The Indiana Pacers are rebuilding. The team hasn’t made the playoffs in two years, and were swept in the first round the two years prior. They already traded two-time All-Star Domantas Sabonis at last year’s trade deadline, and brought in a likely future All-Star in point guard Tyrese Haliburton. With Haliburton running the show, the Pacers are looking to ship out Malcolm Brogdon, who they have under contract for the next three seasons after agreeing to a contract extension last offseason.

The Pacers would also love to offload Buddy Hield’s two remaining years under contract, allowing them to embrace the rebuild and turn to the 2023 offseason with clean books.

A trade centered around Brogdon, Hield, and Westbrook would most likely cost the Lakers a first-round pick. And again, they would be taking on a ton of future money. But a core of Brogdon, Hield, James, and Davis has the potential to be a real contender for the remainder of James’ tenure in Los Angeles. Brogdon has career splits of 46.4 percent from the field, 37.6 percent from 3 and 88.1 percent from the free-throw line. Hield’s splits are 43 /39.8 / 86.5 in his six-year career.

Surrounding LeBron with shooters has always been the answer, and these two guys check that box. Brogdon, when healthy, is also an above-average perimeter defender, and has a knack for forcing turnovers.

The Lakers could then keep Davis at the 4 and sign a defensive anchor to play center. Or they can field a small-ball lineup with Davis at the 5, James at the 4 and a defensive-minded wing at the 3.

The Lakers’ final option is definitely the weirdest. Monday afternoon, Kyrie Irving announced he was opting into his $37 million player option with the Nets. While that removed the possibility of him opting out and signing the $6 million mid-level exception with the Lakers (was that ever truly a possibility?), the teams can still orchestrate a deal to get Irving in the Purple and Gold.

The trade would almost certainly have to involve a third or even fourth team, as the Nets have made it clear they don’t want Westbrook. But a team like the Thunder or Pistons — who have the cap space to take on Westbrook to recoup additional assets — could make this work.

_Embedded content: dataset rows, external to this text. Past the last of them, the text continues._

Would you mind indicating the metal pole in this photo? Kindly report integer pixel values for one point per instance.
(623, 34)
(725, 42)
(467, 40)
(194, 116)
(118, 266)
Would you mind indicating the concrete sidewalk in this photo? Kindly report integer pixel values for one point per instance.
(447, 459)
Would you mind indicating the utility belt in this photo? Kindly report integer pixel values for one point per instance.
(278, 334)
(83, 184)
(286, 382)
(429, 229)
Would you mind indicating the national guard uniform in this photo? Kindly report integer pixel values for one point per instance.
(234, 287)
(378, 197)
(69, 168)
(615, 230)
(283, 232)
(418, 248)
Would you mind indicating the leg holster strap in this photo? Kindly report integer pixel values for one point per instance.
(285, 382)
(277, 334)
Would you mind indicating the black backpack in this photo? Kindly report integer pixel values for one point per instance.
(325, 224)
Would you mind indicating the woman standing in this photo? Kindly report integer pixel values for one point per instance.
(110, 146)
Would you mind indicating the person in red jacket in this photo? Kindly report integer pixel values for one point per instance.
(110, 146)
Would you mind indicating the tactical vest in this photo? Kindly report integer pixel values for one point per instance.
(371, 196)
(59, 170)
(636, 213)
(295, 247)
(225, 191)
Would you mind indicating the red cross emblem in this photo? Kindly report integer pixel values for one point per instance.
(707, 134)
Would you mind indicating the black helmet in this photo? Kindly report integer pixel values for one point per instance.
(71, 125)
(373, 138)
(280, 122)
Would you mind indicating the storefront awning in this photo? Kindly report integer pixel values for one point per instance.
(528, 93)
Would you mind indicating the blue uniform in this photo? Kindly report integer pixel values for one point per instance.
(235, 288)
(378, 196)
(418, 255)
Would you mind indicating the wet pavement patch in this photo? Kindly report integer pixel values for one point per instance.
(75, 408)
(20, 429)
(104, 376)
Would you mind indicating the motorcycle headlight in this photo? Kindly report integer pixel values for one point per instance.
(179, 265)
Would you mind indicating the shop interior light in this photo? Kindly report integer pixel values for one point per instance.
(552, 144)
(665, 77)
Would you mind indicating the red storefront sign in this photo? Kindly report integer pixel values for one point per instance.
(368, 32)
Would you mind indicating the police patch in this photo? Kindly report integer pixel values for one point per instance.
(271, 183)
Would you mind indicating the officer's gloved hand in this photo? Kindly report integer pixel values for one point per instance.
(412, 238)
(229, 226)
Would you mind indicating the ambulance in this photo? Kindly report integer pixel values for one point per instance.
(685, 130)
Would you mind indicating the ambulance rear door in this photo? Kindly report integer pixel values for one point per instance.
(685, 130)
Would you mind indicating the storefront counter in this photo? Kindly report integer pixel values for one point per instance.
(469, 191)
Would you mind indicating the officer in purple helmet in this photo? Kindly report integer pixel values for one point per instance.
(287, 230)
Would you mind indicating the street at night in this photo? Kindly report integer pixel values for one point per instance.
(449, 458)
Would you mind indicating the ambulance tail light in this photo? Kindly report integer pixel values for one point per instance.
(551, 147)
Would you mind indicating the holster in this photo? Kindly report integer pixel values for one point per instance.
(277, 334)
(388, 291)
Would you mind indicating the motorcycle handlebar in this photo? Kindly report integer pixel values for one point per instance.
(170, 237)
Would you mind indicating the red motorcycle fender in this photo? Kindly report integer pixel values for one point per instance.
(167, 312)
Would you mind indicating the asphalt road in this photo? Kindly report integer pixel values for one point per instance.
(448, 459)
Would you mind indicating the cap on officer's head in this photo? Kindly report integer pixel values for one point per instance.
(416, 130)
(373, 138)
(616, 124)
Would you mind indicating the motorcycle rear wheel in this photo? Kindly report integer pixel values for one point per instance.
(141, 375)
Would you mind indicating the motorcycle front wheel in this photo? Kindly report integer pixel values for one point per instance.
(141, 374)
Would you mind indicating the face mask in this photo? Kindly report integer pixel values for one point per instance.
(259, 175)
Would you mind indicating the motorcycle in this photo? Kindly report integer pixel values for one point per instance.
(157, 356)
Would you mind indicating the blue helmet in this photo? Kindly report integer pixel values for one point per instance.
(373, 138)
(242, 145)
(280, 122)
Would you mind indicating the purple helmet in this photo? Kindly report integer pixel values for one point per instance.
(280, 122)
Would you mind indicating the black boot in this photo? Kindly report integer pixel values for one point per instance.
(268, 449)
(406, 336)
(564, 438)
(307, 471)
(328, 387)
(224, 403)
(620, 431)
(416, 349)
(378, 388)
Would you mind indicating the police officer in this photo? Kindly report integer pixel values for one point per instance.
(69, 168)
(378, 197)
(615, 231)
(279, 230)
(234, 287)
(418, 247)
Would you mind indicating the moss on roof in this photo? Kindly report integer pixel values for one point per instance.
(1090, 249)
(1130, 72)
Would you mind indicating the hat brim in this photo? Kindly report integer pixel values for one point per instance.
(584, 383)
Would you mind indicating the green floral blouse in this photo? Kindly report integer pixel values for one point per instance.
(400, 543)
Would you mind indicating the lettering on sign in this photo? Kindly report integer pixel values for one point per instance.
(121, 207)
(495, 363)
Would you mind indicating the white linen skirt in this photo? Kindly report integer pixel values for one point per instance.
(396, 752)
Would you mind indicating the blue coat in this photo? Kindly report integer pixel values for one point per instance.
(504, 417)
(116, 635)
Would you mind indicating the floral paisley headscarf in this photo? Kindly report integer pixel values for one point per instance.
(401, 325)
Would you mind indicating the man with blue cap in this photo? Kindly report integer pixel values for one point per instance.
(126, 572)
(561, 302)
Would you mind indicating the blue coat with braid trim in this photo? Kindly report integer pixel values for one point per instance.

This trade only works if Irving demands a trade to the Lakers and a reunion with LeBron. And his most recent tweets appeared to affirm his commitment to the Nets. But with Kyrie, you never truly know.

This trade may be the most unrealistic, but it would also be the move that turns the Lakers into instant title contenders for the 2023 season. So if wasting a year of LeBron was the last thing Pelinka wanted, then calling up Nets GM Sean Marks should be first on his list.

The Lakers can’t stand pat. They can’t stay the course this upcoming offseason. Another year of Westbrook would mean another year of mediocrity. And who knows how many years LeBron has left? The hiring of Bucks assistant Darvin Ham to be their head coach was a great start. But the Lakers must now surround him with players that give him a chance to succeed.